Der hauseigene VC-Arm der Commerzbank beteiligte sich 2016 an einer 8-Millionen-Runde für das Fintech. Dabei habe es zu dieser Zeit noch viel Skepsis gegenüber Cloud-Technologien im Bankenumfeld gegeben, so Tirtey. Viele Investoren hätten beim Gedanken an die hohen regulatorischen Hürden abgewunken. „Uns erschien es jedoch nur logisch, dass die Cloud nach der IT- und Telekommunikationsbranche auch im Banking ankommt. Daher sind wir die Wette auch eingegangen.“

Bisher scheint diese für die beteiligten Geldgeber aufzugehen. Nicht nur haben staatliche Bankenaufsichten vielerorts inzwischen Routine im Umgang mit Fintechs.
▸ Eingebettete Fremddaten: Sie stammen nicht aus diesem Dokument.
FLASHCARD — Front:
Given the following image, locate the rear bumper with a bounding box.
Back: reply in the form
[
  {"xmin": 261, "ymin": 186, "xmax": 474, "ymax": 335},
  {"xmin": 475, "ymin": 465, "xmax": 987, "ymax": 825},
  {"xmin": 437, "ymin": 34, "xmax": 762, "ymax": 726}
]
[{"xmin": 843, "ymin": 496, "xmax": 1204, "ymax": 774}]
Auch Gründer schrecken vor Banklizenzen und Rechtsunsicherheiten nicht mehr so schnell zurück, weil sie mithilfe von Plattformen wie Mambu auf bewährte Technologie zurückgreifen können.
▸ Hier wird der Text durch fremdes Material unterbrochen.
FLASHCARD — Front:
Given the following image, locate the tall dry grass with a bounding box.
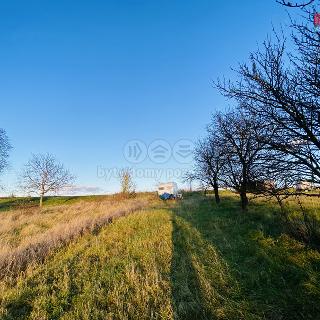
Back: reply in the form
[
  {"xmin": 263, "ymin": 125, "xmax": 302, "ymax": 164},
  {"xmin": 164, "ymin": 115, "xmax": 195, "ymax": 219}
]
[{"xmin": 0, "ymin": 197, "xmax": 151, "ymax": 278}]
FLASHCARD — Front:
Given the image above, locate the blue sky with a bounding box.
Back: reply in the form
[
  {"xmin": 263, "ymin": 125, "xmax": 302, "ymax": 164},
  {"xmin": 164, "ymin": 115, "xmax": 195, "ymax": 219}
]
[{"xmin": 0, "ymin": 0, "xmax": 288, "ymax": 193}]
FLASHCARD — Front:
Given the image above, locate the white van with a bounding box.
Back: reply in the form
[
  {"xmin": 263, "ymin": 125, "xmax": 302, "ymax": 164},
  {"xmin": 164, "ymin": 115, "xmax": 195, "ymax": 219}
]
[{"xmin": 158, "ymin": 182, "xmax": 180, "ymax": 199}]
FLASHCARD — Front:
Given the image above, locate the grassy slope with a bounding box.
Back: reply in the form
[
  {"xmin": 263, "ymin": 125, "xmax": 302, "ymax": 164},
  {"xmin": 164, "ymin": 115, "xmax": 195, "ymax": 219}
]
[{"xmin": 0, "ymin": 196, "xmax": 320, "ymax": 319}]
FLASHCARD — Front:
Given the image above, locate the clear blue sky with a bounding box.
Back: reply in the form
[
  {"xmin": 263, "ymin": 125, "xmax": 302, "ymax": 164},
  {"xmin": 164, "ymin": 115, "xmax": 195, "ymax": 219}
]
[{"xmin": 0, "ymin": 0, "xmax": 288, "ymax": 193}]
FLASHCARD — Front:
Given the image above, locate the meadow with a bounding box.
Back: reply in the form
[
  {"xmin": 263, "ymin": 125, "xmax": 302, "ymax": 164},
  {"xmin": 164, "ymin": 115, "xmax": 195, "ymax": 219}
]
[{"xmin": 0, "ymin": 192, "xmax": 320, "ymax": 320}]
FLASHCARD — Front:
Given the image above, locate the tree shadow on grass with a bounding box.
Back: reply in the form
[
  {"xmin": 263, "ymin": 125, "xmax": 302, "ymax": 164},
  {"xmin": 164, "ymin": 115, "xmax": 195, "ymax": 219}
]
[
  {"xmin": 172, "ymin": 197, "xmax": 320, "ymax": 320},
  {"xmin": 171, "ymin": 200, "xmax": 258, "ymax": 320}
]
Für CommerzVentures-Manager Tirtey sind vor allem drei Faktoren für das Wachstum von Mambu entscheidend. „Erstens eine moderne Softwarearchitektur, die klassische Kernbankenanbieter aufgrund jahrzehntealter IT-Systeme nicht bieten können, und zweitens eine sehr kurze Time-to-Market zu geringen Kosten“, erklärt Tirtey. Gemeint ist damit die kurze Vorlaufszeit für den Launch neuer Finanzprodukte. Tirtey: „Banken wie branchenfremden Unternehmen ist es so möglich, in wenigen Wochen einen eigenen Fintech-Service an den Start zu bringen.“ Die niederländische Großbank ABN Amro etwa habe mithilfe vom Mambu ein neues Kreditangebot für Kleinfirmen gestartet. „Das schafft auch wichtiges Vertrauen für neue Kunden“, führt Tirtey als drittes Argument an.
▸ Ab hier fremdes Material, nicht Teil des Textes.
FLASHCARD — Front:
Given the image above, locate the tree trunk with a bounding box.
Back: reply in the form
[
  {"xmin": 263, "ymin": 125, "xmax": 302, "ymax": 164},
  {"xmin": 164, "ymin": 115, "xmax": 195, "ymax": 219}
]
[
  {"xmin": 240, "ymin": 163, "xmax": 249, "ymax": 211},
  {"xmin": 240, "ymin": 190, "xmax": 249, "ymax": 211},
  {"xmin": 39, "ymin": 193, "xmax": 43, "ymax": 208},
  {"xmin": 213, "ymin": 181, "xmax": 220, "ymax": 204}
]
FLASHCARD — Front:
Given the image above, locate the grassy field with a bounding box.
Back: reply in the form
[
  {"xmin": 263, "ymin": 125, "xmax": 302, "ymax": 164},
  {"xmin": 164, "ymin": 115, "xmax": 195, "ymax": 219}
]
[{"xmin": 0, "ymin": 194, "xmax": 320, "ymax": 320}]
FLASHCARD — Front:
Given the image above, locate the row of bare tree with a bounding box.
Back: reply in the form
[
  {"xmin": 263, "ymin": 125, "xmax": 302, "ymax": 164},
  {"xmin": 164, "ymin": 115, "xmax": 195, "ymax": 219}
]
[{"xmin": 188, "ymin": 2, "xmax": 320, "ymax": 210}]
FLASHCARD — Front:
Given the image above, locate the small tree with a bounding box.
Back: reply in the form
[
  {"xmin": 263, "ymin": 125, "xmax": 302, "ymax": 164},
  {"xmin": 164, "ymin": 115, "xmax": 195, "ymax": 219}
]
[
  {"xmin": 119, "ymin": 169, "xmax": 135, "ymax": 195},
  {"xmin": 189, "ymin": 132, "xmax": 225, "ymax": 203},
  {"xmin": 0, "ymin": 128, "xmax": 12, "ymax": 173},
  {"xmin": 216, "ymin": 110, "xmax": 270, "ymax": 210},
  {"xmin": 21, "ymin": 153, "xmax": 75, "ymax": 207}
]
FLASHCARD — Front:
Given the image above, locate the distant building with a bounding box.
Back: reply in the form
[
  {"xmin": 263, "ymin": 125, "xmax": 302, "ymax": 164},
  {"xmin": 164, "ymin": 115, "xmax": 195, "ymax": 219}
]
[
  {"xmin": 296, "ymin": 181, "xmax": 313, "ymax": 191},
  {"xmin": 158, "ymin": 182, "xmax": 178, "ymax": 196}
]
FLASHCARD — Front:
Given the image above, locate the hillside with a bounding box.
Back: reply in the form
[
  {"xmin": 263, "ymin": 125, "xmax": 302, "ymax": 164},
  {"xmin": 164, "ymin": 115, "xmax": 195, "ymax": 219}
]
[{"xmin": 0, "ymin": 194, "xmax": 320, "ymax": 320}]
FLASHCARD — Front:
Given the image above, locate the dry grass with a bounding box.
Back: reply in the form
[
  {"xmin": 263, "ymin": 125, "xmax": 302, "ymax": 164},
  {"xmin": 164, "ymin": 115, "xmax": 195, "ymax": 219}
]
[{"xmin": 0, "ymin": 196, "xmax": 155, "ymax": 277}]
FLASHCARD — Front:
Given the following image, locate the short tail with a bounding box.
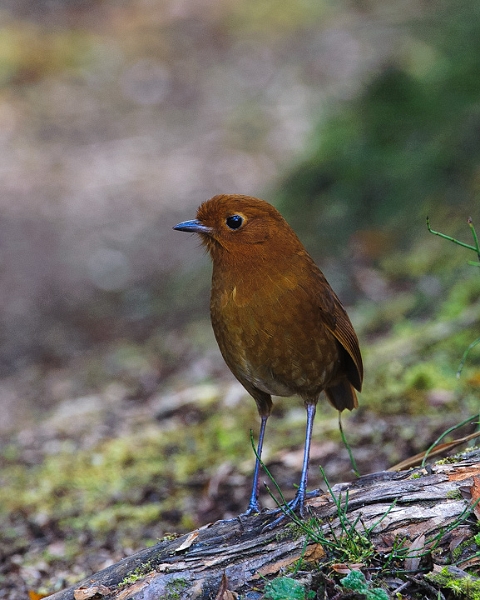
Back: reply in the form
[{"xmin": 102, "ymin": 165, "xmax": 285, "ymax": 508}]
[{"xmin": 325, "ymin": 379, "xmax": 358, "ymax": 410}]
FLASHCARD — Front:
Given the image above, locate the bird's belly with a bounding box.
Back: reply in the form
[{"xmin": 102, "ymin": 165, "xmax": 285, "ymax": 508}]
[{"xmin": 219, "ymin": 328, "xmax": 339, "ymax": 397}]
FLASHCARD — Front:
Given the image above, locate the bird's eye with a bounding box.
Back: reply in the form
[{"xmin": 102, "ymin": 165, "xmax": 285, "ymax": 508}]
[{"xmin": 225, "ymin": 215, "xmax": 243, "ymax": 229}]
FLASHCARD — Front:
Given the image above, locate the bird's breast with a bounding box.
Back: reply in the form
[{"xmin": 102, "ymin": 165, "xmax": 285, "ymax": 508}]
[{"xmin": 211, "ymin": 274, "xmax": 339, "ymax": 396}]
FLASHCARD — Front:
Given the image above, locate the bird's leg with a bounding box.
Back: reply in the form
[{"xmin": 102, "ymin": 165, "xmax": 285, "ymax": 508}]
[
  {"xmin": 243, "ymin": 415, "xmax": 268, "ymax": 516},
  {"xmin": 288, "ymin": 402, "xmax": 317, "ymax": 517},
  {"xmin": 262, "ymin": 402, "xmax": 317, "ymax": 531}
]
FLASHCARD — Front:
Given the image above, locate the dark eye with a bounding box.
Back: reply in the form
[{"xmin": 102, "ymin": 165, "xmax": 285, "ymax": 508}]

„Das Ziel ist, irgendwann an die Börse zu gehen“

Wie geht es nun weiter für Mambu? Zehn Jahre nach der Gründung ist das Startup zumindest in der Investoren-Zeitrechnung überreif für einen Exit, denn sie erwarten in der Regel nach fünf bis sieben Jahren eine Rendite. Mit der Bewertung von 1,7 Milliarden Euro scheint ein Verkauf eher unrealistisch, denn das Preisschild ist auch für Softwareriesen wie SAP oder Salesforce relativ hoch. Mambu-Gründer Eugene Danilkis strebt nach eigener Aussage sowieso eine andere Strategie an. „Das Ziel ist, irgendwann an die Börse zu gehen“, sagt er zu Business Insider. Er rechne aber damit, dass es erst „in ein paar Jahren“ soweit sei.